A braid of circumstances ties the Beat Generation to the North Cascades. In the early 1950s, a weary America turned its attention to getting ahead after enduring the Depression and WWII---and in that era of the man in the gray flannel suit, a group of literary rebels hit the road and the trail. While the Lost Generation found its refuge and inspiration in Paris, the Beats found their safe harbour in the North Cascades as well as in San Francisco’s North Beach.
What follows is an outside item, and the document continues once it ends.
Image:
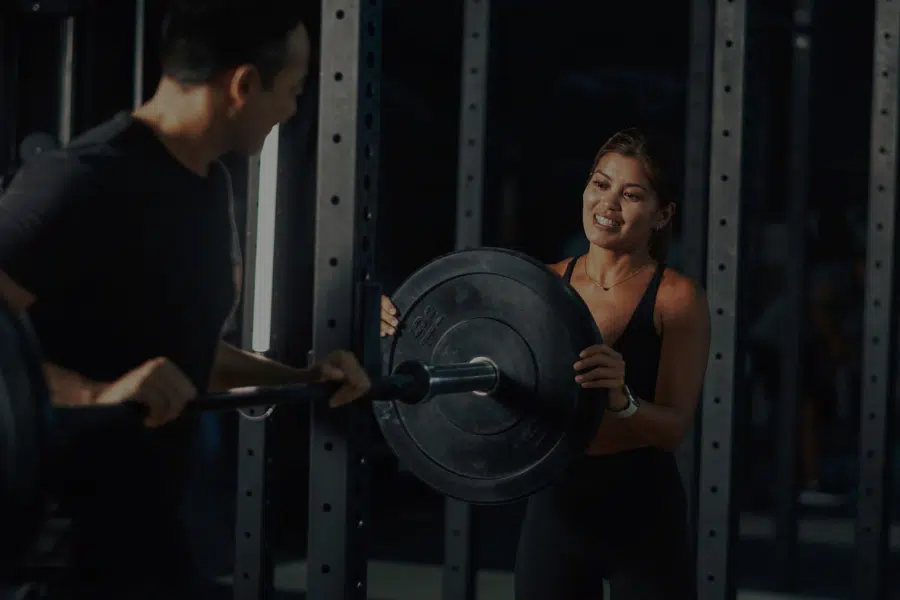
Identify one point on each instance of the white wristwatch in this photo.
(630, 409)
James Martin, North Cascades Crest: Notes and Images from America’s Alps (1999) p.58
There is a historic tendency to date the origins of a deeper ecological awareness in North America to the publication of Rachel Carson’s Silent Spring in 1962. There is no doubt that Carson’s incisive missive woke many to troubling ecological issues, but there were sensitive canaries in the toxic mineshaft before Silent Spring left the publishing tarmac.
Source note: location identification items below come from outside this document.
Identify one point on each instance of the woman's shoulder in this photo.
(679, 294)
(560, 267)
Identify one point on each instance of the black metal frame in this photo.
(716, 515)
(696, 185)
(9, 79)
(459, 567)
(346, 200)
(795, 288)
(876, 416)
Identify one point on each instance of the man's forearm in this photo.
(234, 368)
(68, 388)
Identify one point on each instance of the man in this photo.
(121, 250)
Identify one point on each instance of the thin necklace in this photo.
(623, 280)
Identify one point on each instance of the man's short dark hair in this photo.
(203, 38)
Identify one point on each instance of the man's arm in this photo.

On October 7, 1955, the poet Kenneth Rexroth orchestrated the most famous Beat Generation poetry reading in history, one that joined Columbia-educated, Greenwich Village Beat writers—Allen Ginsberg and Jack Kerouac— with the ecologically minded “mountain Beats” of the West— Philip Whalen and Gary Snyder—at San Francisco’s Six Gallery. It was that night when Allen Ginsberg read his poem “Howl” for the first time in public. But for Kerouac, Whalen, and Snyder, a Western landscape far from that gallery touched their work deeply.